Entendámonos: que la economía de sectores como la cultura o la hostelería pueda seguir latiendo son buenas noticias. Pero entendámonos también: todo el que haya paseado por uno de los barrios castizos de la ciudad habrá visto las terrazas como mundos ajenos al virus. Sí, seis en cada mesa, pero de nada vale eso si la mascarilla no hace nunca acto de presencia y el de la mesa número uno le puede dar una palmada en la espalda al de la dos sin esfuerzo. No es generalizar, es no ser ingenuos; hay calles enteras que parecen competir por el mejor ambiente. ¿Excepciones? Alguna habrá, pero no equilibran la balanza. La culpa no la tienen los hosteleros: la tenemos los que vamos, jugamos con su negocio en lugar de apoyarlo respetuosamente y hacemos que su sector parezca el que más descaradamente desafía la pandemia.

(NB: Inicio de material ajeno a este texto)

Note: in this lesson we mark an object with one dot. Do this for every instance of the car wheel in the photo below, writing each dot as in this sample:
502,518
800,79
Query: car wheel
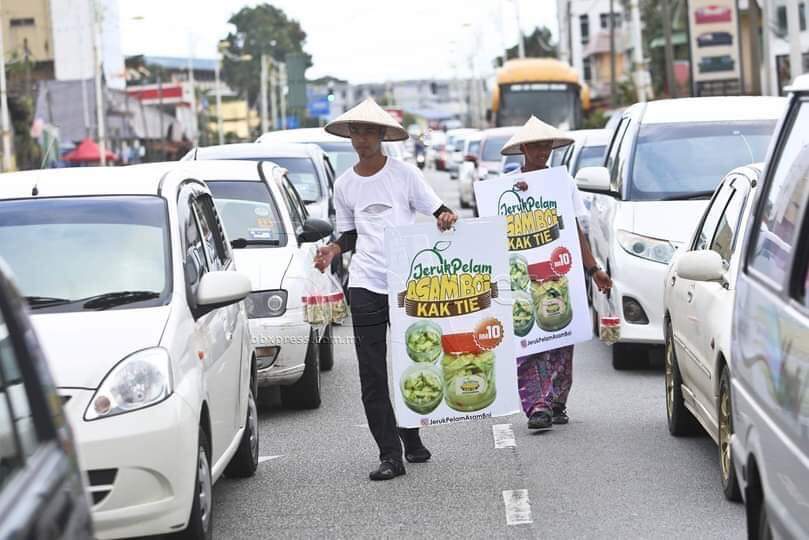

Muestra de que la culpa no la tienen los bares la tenemos, sin ir más lejos, en la calle: tiradas en el suelo, colillas tan pegadas que delatan a quien no se alejó del compañero para fumarse su descanso.
 
Lo más desconcertante, no obstante, es no ver solidaridad. No la hubo en el norte con el sur: mientras los primeros consolaban en cañas el verano que se escapaba, los barrios del sur de Madrid se veían obligados a frenar su ritmo. Ahora, si bien Madrid parece remar más junta, se ha olvidado del resto de España. Esto no apunta a los madrileños: extremeños, gallegos o catalanes deben creerse listos porque, cuando todo el mundo pensaba que sufrirían más la pandemia en la capital, resulta que ni la notan. Cómo puede uno incumplir las normas sin pensar que, no muy lejos, muchas familias sufren el tener las persianas bajadas. No quedaba sitio para nadie en el Madrid de Sabina; hoy, sigue sin haberlo.
 
Estamos metiendo a todos en el mismo saco, dirán algunos. Sin duda. Pero una ciudad se define en sus calles y, las de este noviembre, no están siendo ejemplares. Ni en las puertas de las escuelas, siquiera. Los pobres, los ricos, los humildes y los pijos hacen de Madrid la ciudad altanera y campechana que es. Pero hoy, a esos calificativos se suma un no tan romántico “irresponsable”. En el Madrid del cantautor, los pájaros visitaban al psiquiatra. No me extraña: ¿cómo se verá desde el vuelo lo que desde el suelo es un sinsentido?  Las estrellas, no obstante, no se han olvidado de salir.